In passato ero terribilmente preoccupato del fenomeno, oggi, sono solo preoccupato.

Cito in proposito una affermazione fatta da uno dei più bravi veterinari specializzati nel nostro settore: "... voi allevatori siete tutti terrorizzati dal Polyomavirus, ma state attenti perchè ci sono infezioni, di altro genere, ben più devastanti"

Naturalmente, ognuno può affrontare il problema come meglio crede, l'importante è farsi assistere da qualche buon veterinario nella gestione del proprio allevamento e soprattutto evitare di somministrare farmaci a caso.

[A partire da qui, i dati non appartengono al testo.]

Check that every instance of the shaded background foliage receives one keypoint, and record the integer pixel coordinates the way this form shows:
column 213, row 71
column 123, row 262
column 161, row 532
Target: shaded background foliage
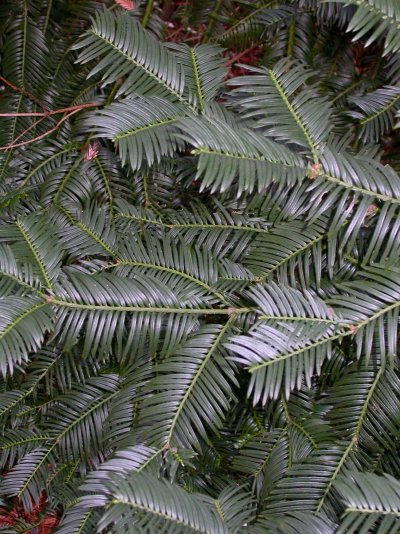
column 199, row 266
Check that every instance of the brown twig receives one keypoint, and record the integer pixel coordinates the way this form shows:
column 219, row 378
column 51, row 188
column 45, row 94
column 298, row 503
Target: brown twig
column 28, row 129
column 41, row 136
column 23, row 91
column 239, row 55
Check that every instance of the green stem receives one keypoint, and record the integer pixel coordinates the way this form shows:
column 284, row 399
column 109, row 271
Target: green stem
column 147, row 13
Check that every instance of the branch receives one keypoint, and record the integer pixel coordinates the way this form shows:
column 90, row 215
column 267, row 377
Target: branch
column 24, row 92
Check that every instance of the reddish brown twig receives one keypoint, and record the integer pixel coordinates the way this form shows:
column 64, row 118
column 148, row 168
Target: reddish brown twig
column 41, row 136
column 236, row 57
column 23, row 91
column 28, row 129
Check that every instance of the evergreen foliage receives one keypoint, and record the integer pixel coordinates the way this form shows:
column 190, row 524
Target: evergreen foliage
column 199, row 266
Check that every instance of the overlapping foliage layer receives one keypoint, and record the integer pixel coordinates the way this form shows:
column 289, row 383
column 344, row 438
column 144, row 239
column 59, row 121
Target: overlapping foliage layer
column 199, row 266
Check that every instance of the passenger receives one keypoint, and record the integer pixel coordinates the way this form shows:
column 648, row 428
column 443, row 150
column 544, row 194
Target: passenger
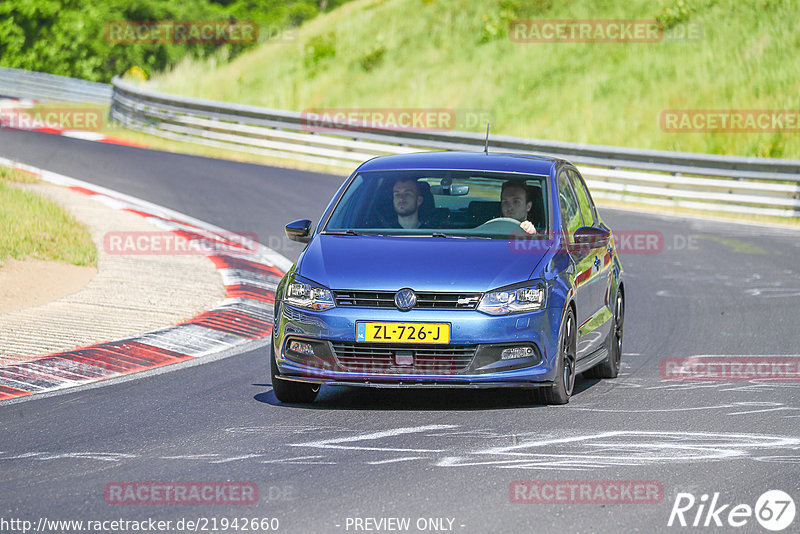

Per esempio,  conosco un grande allevatore belga, tra l'altro dirigente del BVA, che avendo fatto la scelta di condurre il proprio aviario "Polyoma free"  lo ha isolato dal  mondo non partecipando a nessuna esposizione e controllando tutti i soggetti in ingresso con relativo test e quarantena.

Quindi, per concludere il discorso iniziale.

Negli allevamenti di roseicollis maggiorati, magari affetti da Polyomavirus, la riproduzione diventa particolarmente difficile e solo chi riuscirà a trovare il giusto equilibrio, soprattutto alimentare, potrà ottenere risultati soddisfacenti.

Sugli argomenti, oggetto di questo intervento, so che esistono pareri difformi che spaziano dal "ma non è niente" a "è un disastro".